This week, both students who meet one-one-one and my advanced after school club worked through some positions on my green cards. These cards have diagrams from Ziyatdinov, GM-RAM: Essential Grandmaster Knowledge (2000). One of these positions is from Schulten -- Morphy, New York 1857.
These positions are presented not merely as a tactical problem to solve, but also as a position to play. I emphasize, as does Ziyatidinov, finding the best plans for both sides. Yes, there is a tactical shot. But, there is also a need to cultivate the skill that converts the resulting advantage into a win.
Black to move
Having seen and learned Morphy's Opera Game last week, some students found the key move quickly after being told it is a Morphy game and we need to look at pins.
13...Rxe2 14.Nxe2 Nd4
In the game, Shulten played 15.Qb1.
We explored how Black might proceed after 15.Qe1. Together, we played both sides trying to find a win for Black and the stubborn defense for White.

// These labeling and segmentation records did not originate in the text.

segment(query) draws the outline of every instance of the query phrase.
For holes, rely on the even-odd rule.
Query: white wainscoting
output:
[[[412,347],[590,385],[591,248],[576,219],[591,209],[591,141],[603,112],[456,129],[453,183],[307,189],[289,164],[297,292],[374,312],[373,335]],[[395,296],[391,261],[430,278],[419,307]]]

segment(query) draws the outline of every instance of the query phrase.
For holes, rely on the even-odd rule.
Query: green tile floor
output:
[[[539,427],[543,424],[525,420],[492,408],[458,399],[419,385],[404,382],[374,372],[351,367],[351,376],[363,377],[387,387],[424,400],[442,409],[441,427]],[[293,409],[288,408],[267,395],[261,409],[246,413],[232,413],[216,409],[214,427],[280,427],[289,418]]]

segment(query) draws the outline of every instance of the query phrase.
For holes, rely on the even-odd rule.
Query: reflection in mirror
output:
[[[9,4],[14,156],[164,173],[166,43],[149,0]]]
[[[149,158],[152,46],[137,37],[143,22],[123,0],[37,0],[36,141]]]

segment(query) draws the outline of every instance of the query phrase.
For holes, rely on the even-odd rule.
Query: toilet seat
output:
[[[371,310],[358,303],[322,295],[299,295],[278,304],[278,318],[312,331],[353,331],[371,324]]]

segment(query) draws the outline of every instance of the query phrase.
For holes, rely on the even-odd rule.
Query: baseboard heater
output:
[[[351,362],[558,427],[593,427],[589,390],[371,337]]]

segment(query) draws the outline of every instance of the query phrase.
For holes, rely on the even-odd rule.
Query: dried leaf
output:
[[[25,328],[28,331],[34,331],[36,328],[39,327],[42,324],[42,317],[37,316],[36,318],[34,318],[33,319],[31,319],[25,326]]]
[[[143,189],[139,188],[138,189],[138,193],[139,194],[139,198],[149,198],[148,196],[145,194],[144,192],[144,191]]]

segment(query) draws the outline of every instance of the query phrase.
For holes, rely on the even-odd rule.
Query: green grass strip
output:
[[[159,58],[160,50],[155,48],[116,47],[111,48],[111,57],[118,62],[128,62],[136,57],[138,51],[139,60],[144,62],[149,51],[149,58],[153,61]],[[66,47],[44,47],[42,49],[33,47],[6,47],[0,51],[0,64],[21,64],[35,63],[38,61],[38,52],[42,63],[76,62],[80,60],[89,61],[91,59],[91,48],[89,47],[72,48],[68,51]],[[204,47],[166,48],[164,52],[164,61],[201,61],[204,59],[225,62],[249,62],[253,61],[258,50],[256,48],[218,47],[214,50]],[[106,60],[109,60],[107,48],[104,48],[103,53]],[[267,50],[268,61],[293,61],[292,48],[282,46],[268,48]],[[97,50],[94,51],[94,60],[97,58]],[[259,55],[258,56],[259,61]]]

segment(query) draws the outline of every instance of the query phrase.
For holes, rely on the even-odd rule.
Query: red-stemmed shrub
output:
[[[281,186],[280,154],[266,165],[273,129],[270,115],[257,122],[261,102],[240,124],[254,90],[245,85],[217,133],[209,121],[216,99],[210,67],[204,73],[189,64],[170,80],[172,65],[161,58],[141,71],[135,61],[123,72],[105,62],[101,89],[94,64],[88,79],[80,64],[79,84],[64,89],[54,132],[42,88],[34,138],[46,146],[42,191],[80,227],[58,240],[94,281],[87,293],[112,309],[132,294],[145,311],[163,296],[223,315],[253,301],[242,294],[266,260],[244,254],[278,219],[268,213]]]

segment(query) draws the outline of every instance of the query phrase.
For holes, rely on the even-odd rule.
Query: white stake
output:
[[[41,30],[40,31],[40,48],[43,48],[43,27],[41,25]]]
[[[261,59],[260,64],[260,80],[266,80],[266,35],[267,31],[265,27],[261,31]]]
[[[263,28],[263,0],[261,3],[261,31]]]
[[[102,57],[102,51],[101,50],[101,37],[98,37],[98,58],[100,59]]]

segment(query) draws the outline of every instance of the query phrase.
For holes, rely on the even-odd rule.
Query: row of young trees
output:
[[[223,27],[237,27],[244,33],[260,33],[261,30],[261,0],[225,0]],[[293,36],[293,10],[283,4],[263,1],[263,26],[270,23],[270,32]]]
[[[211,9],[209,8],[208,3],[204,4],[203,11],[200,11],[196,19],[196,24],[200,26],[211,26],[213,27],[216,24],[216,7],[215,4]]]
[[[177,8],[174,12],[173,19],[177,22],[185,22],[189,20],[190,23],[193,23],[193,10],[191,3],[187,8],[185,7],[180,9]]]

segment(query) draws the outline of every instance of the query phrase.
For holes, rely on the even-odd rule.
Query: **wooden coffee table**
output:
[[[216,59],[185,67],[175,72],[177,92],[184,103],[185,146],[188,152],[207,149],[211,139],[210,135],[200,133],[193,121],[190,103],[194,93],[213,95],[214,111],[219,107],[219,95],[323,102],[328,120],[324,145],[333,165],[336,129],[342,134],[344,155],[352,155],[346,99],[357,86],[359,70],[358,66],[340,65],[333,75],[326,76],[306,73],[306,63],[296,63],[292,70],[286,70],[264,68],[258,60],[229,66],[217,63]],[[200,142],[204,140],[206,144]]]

One of the interesting lines continued: 15.Qe1 Bxe2+ 16.Kg1 Qb6 17.Be3 Ng4 18.Bf2 Re8 and we played on from here, taking back moves that seems to fail and looking for better tries.
We also looked at this position from one of my online games.
White to move
40.Rh7+ was played in the game, and it worked well because Black did not find 40...Kg6 41.Rxe7 Rxc5, which gives Black excellent drawing prospects.
40.Bxe7 is White's best move, leading to 40...Kg7 41.Bd6 Rc1 42.Be5+ Kg6 and White should win.
My beginning students completed the worksheet Beginning Tactics 3 after seeing an illustration of the power of pins from the game Portisch -- Berger, Amsterdam 1964.
White to move
16.Nxh7 Kxh7 17.Rh5+ Kg7 18.Be5+ f6 19.Rg5.